As ações, que serão apresentadas na sequência, são alinhadas ao sistema de saúde pública e consideram que, dadas as características da pandemia, a assistência deve ser direcionada para pacientes, familiares e para a própria equipe de saúde (Fundação Oswaldo Cruz [Fiocruz], 2020b).
PRIMEIRAS AÇÕES: ESCUTAR, ACOLHER E CONHECER PARA INTERVIR
Com as mudanças provocadas no funcionamento da instituição, as intervenções da equipe de psicologia focalizaram dois públicos-alvo: funcionários e pacientes. A partir de demandas apresentadas pelos profissionais do serviço, foram oferecidos suporte e orientação à equipe a respeito de cuidados com saúde mental e informações sobre serviços e iniciativas de atendimento psicológico on-line disponíveis na comunidade em caso de necessidade.
Para o atendimento de pacientes, foi estabelecido horário de plantão para acolhimento presencial de demandas psicológicas das pessoas que tinham indicação de continuar frequentando o serviço para realização de consultas e procedimentos indispensáveis (transfusões, sangrias, exames, monitorização ambulatorial, entre outros). Os pacientes que já estavam em acompanhamento pela equipe de psicologia foram remanejados de acordo com suas necessidades, de modo que alguns continuaram sendo atendidos presencialmente e outros passaram a ser assistidos on-line.
Importante ressaltar que nem todos os pacientes em tratamento no Hemocentro contam com condições apropriadas para atendimento psicológico on-line devido à falta de acesso doméstico à internet, dispositivos incompatíveis, falta de privacidade no lar e dificuldades de manejo das tecnologias.

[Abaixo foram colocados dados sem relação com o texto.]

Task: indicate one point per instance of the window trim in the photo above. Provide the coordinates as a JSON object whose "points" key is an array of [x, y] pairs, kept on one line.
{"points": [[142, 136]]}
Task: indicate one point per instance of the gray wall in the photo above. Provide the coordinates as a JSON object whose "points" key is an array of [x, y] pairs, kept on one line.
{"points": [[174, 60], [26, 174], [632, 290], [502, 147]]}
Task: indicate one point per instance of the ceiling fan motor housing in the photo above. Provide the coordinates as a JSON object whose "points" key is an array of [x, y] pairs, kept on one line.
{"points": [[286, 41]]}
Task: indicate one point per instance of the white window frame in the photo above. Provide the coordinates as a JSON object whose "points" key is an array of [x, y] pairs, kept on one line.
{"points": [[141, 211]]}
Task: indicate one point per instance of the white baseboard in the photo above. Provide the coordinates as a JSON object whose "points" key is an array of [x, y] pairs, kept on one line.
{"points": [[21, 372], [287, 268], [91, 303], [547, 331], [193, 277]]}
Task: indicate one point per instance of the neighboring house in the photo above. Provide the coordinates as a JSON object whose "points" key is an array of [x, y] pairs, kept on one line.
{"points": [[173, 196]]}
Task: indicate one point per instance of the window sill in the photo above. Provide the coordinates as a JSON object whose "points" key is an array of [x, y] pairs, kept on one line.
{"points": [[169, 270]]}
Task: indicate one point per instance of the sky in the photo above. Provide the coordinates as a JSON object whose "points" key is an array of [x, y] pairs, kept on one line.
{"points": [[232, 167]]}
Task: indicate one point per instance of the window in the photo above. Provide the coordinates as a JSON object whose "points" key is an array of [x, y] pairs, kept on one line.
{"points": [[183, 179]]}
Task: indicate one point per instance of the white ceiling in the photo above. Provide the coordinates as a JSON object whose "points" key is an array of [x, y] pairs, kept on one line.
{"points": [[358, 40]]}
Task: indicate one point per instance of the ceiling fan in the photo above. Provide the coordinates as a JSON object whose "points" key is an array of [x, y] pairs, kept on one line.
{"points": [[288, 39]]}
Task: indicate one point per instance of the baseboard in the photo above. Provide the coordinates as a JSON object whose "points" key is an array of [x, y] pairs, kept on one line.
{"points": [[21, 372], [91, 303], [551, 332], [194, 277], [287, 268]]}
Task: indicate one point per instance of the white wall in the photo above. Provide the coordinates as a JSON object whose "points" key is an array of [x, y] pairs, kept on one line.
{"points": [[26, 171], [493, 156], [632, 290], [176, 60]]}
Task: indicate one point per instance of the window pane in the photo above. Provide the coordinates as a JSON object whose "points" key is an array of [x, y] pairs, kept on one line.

Portanto, as alternativas de atendimento não são homogêneas para toda a população atendida. Dessa forma, acompanhamentos telefônicos também foram disponibilizados, de forma alternada com atendimentos presenciais, a fim de oferecer suporte psicológico adequado ao contexto de crise respeitando-se o princípio da equidade.
A realização de teleconsultas, reagendamento de consultas presenciais e ampliação de horários ao longo da semana para atendimentos, exames e procedimentos médicos culminaram numa diminuição significativa do volume de pacientes no Hemocentro, alcançando o objetivo de evitar aglomeração e riscos desnecessários. A fim de aproximar a equipe de psicologia dos pacientes-quarentenados do serviço, nos meses de abril e maio de 2020 foram realizados contatos telefônicos e por meio de aplicativos de mensagens. Tais contatos possibilitaram a coleta de informações atualizadas sobre a situação dos pacientes e seus familiares. Para tanto foram elaborados formulários considerando as particularidades das diferentes doenças hematológicas. A aplicação on-line dos instrumentos contou com a colaboração dos estagiários de psicologia.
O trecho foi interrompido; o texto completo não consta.